10. The memristors-based circuit of claim 1, being used in ensemble with a global decoder within a multi-stage decoding architecture.
11. The memristors-based circuit of claim 1, coupled to a cryogenic device having different cryogenic stages.
12. A method for inference of a memristors-based quantum error correction decoder neural network, said method comprising:
(a) providing data of quantum measurements of a quantum error correction code syndrome qudits to a memristor crossbar unit of a quantum error correction decoder neural network implemented on a memristors-based circuit;
(b) using said memristor crossbar unit to process said data of quantum measurements by vector matrix multiplication operations;
(c) providing results to generate a local partial recovery operation.

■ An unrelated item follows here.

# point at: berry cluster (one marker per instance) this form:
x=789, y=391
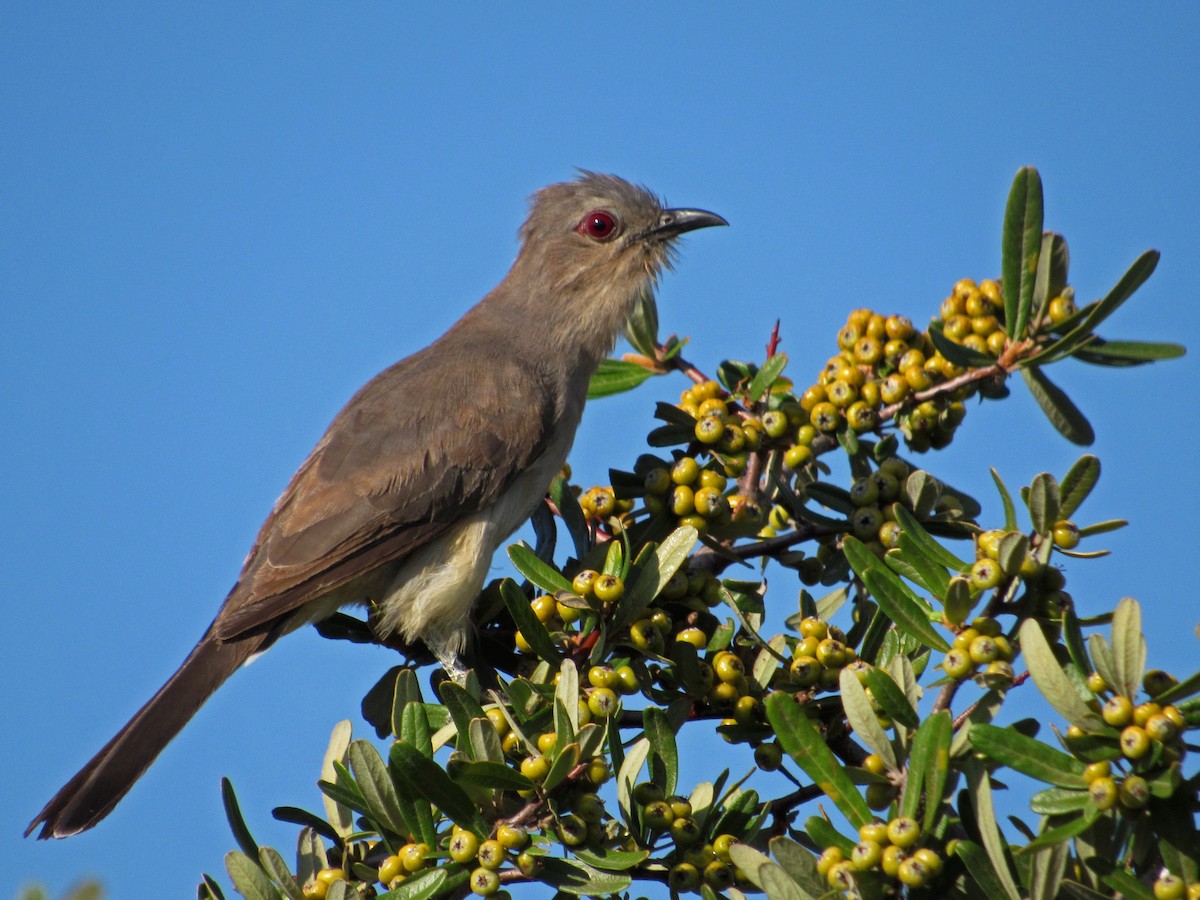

13. The method of claim 12, further comprises prior to (c) (i) applying a first activation function to said processed data of quantum measurements; (ii) directing results to a second memristor crossbar unit of said quantum error correction decoder neural network; (iii) using said second memristor crossbar unit to process said results by vector matrix multiplication operations (iv) applying a second activation function to the output of said second memristor crossbar unit; further wherein the method comprises repeating (b) and (i) one or more times wherein the results of (i) are directed to said memristor crossbar unit using a recurrence unit.
14. The method of claim 12, wherein said quantum error correction code comprises one or more members of the group consisting of a stabilizer code, a topological code, a surface code, a rotated surface code, and a color code.
15. A method for training a memristors-based quantum error correction decoder neural network, said method comprising at each training step amending at least one tunable parameter of said quantum error correction decoder neural network based at least in part on characteristics of a memristor crossbar, which characteristics are obtained empirically.
16. The method of claim 15, wherein said characteristics of said memristor crossbar comprises at least one member of the group consisting of: programming error of the memristor conductance of said memristor crossbar, readout variability of the memristor conductance of said memristor crossbar, rate of stuck-at-fault memristors of said memristor crossbar, the conductance drift in time of the memristor conductance states, the minimal and maximal conductance value of each memristor, the resistance of the crossbar interconnections, and specific location of stuck-at-fault memristors within said memristor crossbar.
17. The method of claim 15, wherein said amending of said at least one tunable parameter of said quantum error correction decoder neural network comprises at least one of:
adding a deviation sampled from a probability distribution corresponding to the programming and readout variability of the memristor conductance to said at least one tunable parameter values for tunable parameters corresponding to the stuck-at-fault memristors identified empirically updating said tunable parameters to the stuck-at-fault memristors values; and
updating random tunable parameters to the stuck-at-fault memristors values.
18. The method of claim 17, wherein said updating said random tunable parameters is according to a probability corresponding to the empirically measured proportion of stuck-at-fault memristors in said memristor crossbar.
19. The method of claim 15, wherein said amending of said at least one tunable parameter of said quantum error correction decoder neural network takes into account characteristics of a corresponding memristor-based circuit, wherein said characteristics comprises at least one member of the group consisting of precision of digital-to-analog conversions, precision of analog-to-digital conversions, shape of the analog activation function, and deformation of the signals through the CMOS components.
20. A method for programming memristor crossbar of claim 1, said method comprising setting conductance state for each memristor in said memristor crossbar according to a corresponding trained tunable parameter.